The combination of rigorous adherence to standard operating procedures with the advancement of better cockpit management has undoubtedly played a significant role in mitigating the highly variable landscape of risk that coexists with the everyday operations of today’s airlines.
Aviation Safety – A Lesson in Health?
The aviation industry has become inherently safer today, not simply because those that fly the aircraft or maintain them are more highly skilled, but because everyone in the industry has become smarter about the risks involved. This has evolved out of a commercial imperative which has driven the industry to ensure public confidence. This plus the dedication of a number of safety-minded people in the industry aided to some extent by governmental bodies willing to assist both financially and through regulatory regimes has accelerated the process compared to some other industries.
The public don’t usually get the choice as to whether they wish to become a patient in the same way an airline passenger can choose to fly. Therefore public rather than commercial pressure drives the need for improved safety. In many cases the public are not aware of dangers that exist in the health industry unless there is a major litigation case, whereas an aircraft accident receives wide media coverage in the tabloids and on television and radio.
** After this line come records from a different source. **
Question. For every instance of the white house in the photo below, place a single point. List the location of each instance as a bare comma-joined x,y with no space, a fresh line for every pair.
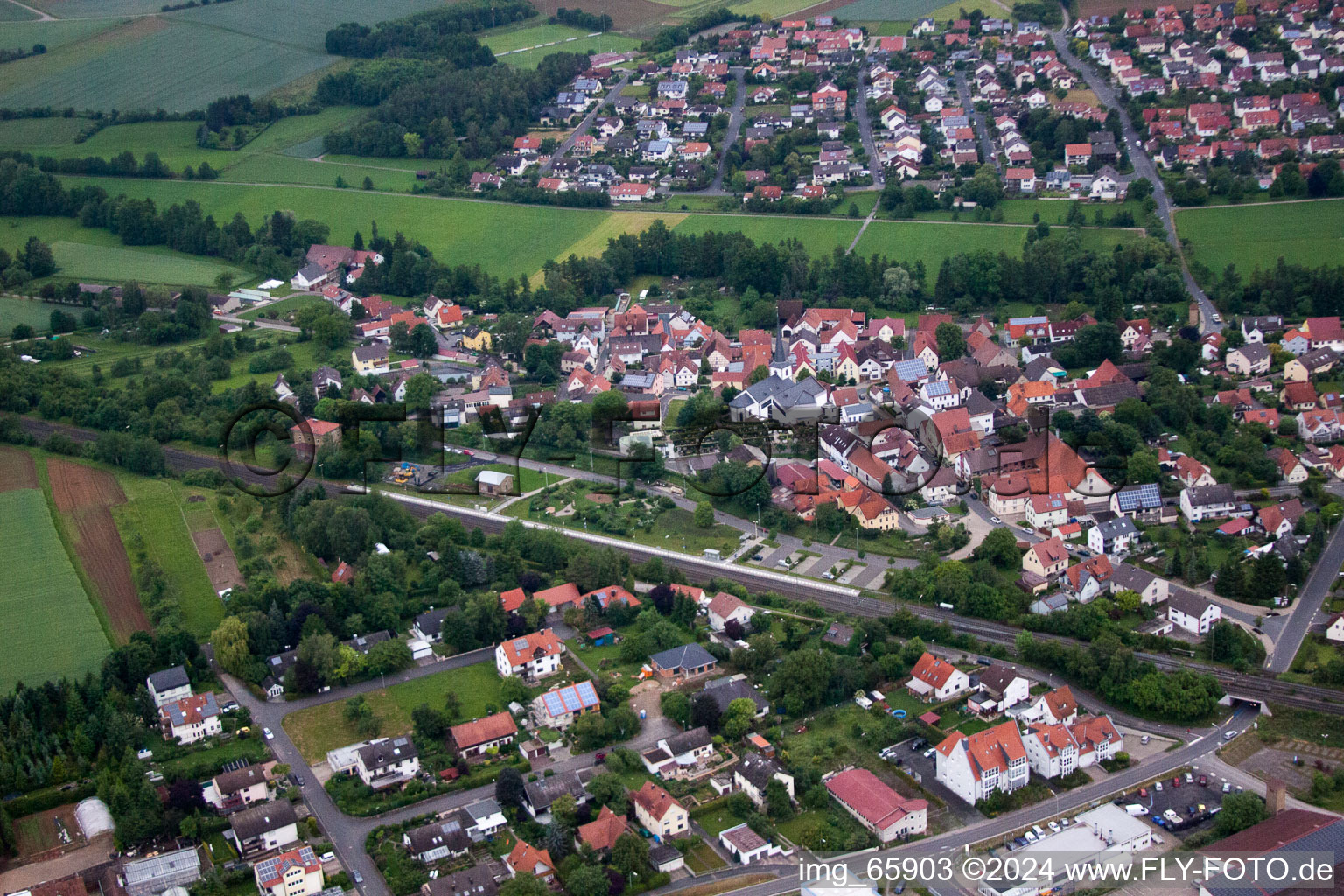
293,873
746,845
168,685
1000,687
531,655
1335,627
1113,536
935,680
191,719
1054,707
679,754
992,760
388,762
1193,612
724,607
1051,750
240,788
752,777
1208,502
263,828
1098,739
659,813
Whilst seemingly poles apart, the hospital and aviation industry share a similar risk profile. Both are relatively assiduous industries vulnerable to complacency and human error factors associated with hierarchy, decision making and communication; outcomes of poor safety control can pose an immediate threat to human life; and poorly focused regulatory control disconnects and disenfranchises participants.
While safety is the responsibility of every individual, organisational safety is much more complex and cannot be externally managed or applied. A mutual approach by the operator and the regulator is essential, and must filter down throughout the entire organisation to create the ultimate safety platform: a pervasive safety culture.